Sim, eu acredito que sim. Trazendo coisas da ficção para a realidade, além de ser uma brincadeira bem interessante, é um exercício de intelecto fundamental para quem quer programar algo de sucesso e que permita uma grande interação do usuário com aquilo que você está criando.

Pense sempre dessa maneira: todo sistema precisa de filtros. E cabe a você, junto ao seu cliente, determinar quais filtros podem ser aplicados e quais informações devem estar presentes no banco de dados para que os resultados dessas pesquisas sejam satisfatórios.

Espero que a brincadeira acima tenha te ajudado ao menos, a começar a pensar e imaginar o que o seu sistema proposto pode oferecer. E principalmente, aquilo que não vai oferecer.

Ainda …

Voltar à página anterior!

  • uedson santana

    Fala André!

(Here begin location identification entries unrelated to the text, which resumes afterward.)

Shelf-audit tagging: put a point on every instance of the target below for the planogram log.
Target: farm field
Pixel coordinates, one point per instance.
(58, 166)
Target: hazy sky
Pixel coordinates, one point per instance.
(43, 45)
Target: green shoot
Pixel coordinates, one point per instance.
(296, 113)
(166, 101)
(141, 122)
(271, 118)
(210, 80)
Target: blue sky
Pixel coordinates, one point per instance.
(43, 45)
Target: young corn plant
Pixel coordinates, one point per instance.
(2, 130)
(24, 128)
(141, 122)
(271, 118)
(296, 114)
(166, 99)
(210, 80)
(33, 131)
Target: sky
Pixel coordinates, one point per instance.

Pô velho gostei dessa sua Postagem, realmente é bem por ai! cara consigo Sim realizar essas buscas, mas vai de cada caso ou cliente ou Sistema, conheço Bastante da Linguagem SQL e ela me da o que eu preciso, maniputo Toda meu Banco de dados só na codificação SQL! Levei entorno de uns 3 meses para desenvolver um Sistema de Televendas e Catalogo eletrônico para uma empresa e só mente acessei meu Bando de dados uns 3 vezes, fiz tudo no cogido SQL. Então se o programado tiver bons conhecimentos e habilidades nessa Linguagem, acho que tem como fazer qualquer “parafernalha” no bom sentido é claro!hehe Abraço!

  • João Augusto

    Fala André tudo bem?

    Que show de artigo cara, sou muito fã de Criminal…

    Parabéns…

    • Fala João!

      Obrigado compadre! O seriado é fantástico não?

      Abraços!

  • Hildo

    Muito bom o artigo, esse comparação realmente acontece na prática.

  • Oi André, tudo bem?

    Você sabia que muitos universitários querer se tornar empreendedores? Por isso, participar do Desafio Universitário Empreendedor é uma forma de entender melhor como funciona este mercado.

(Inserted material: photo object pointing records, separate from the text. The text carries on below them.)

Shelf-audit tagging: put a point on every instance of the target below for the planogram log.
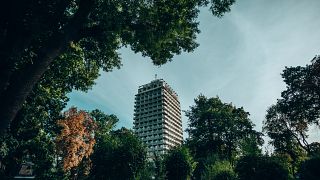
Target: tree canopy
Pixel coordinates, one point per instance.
(288, 121)
(217, 127)
(34, 34)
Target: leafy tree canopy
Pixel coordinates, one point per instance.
(35, 33)
(118, 156)
(179, 164)
(217, 127)
(288, 121)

    Além de encarar uma competição que envolve conceitos importantes de empreendedorismo, eles poderão se capacitar através dos cursos gratuitos e online oferecidos pelo Sebrae.

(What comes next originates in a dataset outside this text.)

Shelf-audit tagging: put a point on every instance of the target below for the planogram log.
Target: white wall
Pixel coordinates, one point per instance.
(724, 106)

    Ajude a divulgar esta competição entre os alunos.

    Para mais informações acesse: http://desafiouniversitarioempreendedor.sebrae.com.br
    Atenciosamente,
    Equipe Desafio Universitário Empreendedor

    • Fala Sebrae!

      Que honra!! Está divulgado!

      Abraços!

  • Nando Abreu

    Mais um ótimo artigo André. Já conheço bem a série e adoro as ações de Garcia. E procuro sempre desenvolver meus bancos prevendo esse tipo de sugestão que você listou. Mas na grande maioria dos casos, ora o cliente não pede – nunca – dados interessantes, ora nem se atenta que tais buscas são possíveis. Já vi cliente até reclamar que “essas perguntas são desnecessárias” e, meses depois, vir correndo pedir as mesmas informações “desnecessárias”. Mas acho que devemos ter, sim, esses dados, e oferecer frequentemente.

    • Fala Nando!

      Então cara … eu cheguei a ser incisivo com uma cliente que eu (man)tenho até hoje por exatamente insistir em “pensar pra frente” … acho que embora o cliente não acredite que ora ou outra precisará de determinada solução, eu devo insistir que ela deve ser implantada já de cara …

      Melhor fazer/propor na hora que se está desenvolvendo do que tentar “remediar” com soluções que acabam por apenas “atrasar e deixar ainda mais lento” tal sistema …

      Penso eu que pensar pra frente é fundamental nesse nossa área!